Having grown up in a rural flyover state, I just need to point out the rank hypocrisy.
The prevailing ideology there is that the government should stay out of the way and let the market decide the best course of action. Except when the market decides that rural areas don't bring much value in the modern, information based economy. Then they expect the government to intervene to save them.
No, thank you. You don't get to have your cake and eat it too.
"San Francisco, for example, recently decided to not pump oil from land owned by the city in Kern County"
"Chapman University forecaster James Doti notes that, in large part due to regulation, Inland Empire housing prices have jumped 80 percent since 2009 — almost twice the rate for Orange County."
Or did you mean chapter and verse of regulations? If so you are correct, I didn't see anything like that.
> "Chapman University forecaster James Doti notes that, in large part due to regulation, Inland Empire housing prices have jumped 80 percent since 2009 — almost twice the rate for Orange County."
That's not citing regulation, that's just blaming regulation. It's exactly hte type of behaviour the parent comment was talking about.
Due to regulation housing prices have jumped 80% is a big claim. Where is the mention what that regulation is? It just says "regulation". He says it's all due to Browns climate jihad, does he mean title 24? I have a hard time believing title 24 can cause such a housing price increase because it mostly applies to new construction and the extra initial costs of title 24 aren't that expensive. If not title 24 then what? He doesn't say.
They are claiming San Francisco is driving up oil prices significantly statewide and causing an unnecessary burden to the middle class. That's something that can be investigated and discussed, but on first blush it seems hard to believe.
This article claims that the worldwide slump in oil prices has led to a loss of 50k jobs in kern alone. I'm not sure how San Francisco plays into this.
Additionally I'm having a hard time understanding how San Francisco banning something, by not renewing a lease to Chevron of 800 acres that does not expire until 2020 is having such an impact. What is the status of that field anyway? Is it depleted or will it near depletion by 2020? All they say is that oil revenues from the field have been declining sharply.

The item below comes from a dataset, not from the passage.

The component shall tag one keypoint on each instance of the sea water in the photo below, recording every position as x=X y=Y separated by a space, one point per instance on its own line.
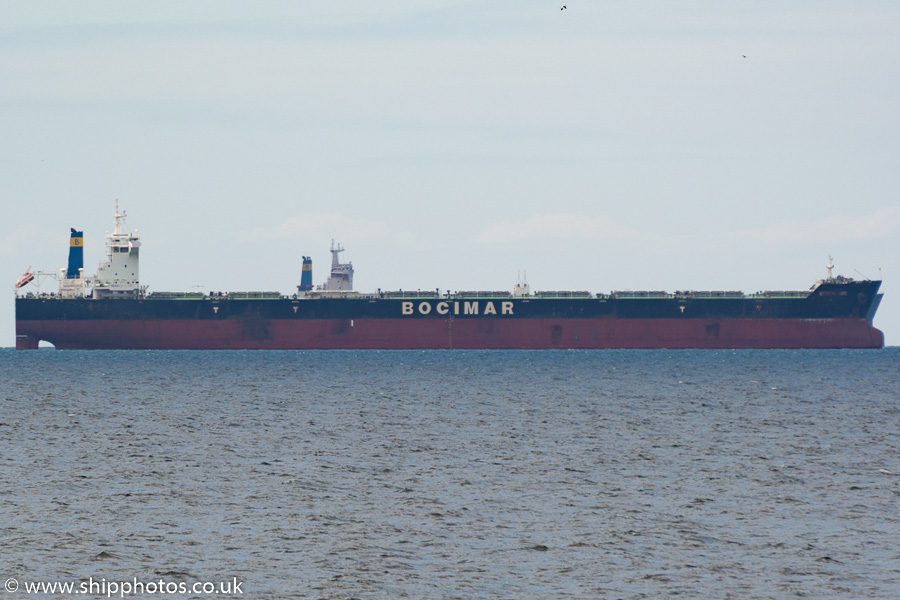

They also say they are looking to lease it to a solar generation company. It sounds like they might be trying to replace the revenue now that the oil revenue is in decline. That doesn't sound that unreasonable. What was Chevrons offer for the lease renewal anyway? Perhaps it wasn't very good and they spun it to score green brownie points with their voters.
You don't have to cite chapter and verse, but if you just name the regulation we can look further into it to educate ourselves and then inform our representatives of our position and vote accordingly. Simply trying to continue making regulation into a boogeyman helps no one. Blowing things out of proportion also doesn't help.
The prevailing ideology there is that the government should stay out of the way and let the market decide the best course of action. Except when the market decides that rural areas don't bring much value in the modern, information based economy. Then they expect the government to intervene to save them.
No, thank you. You don't get to have your cake and eat it too.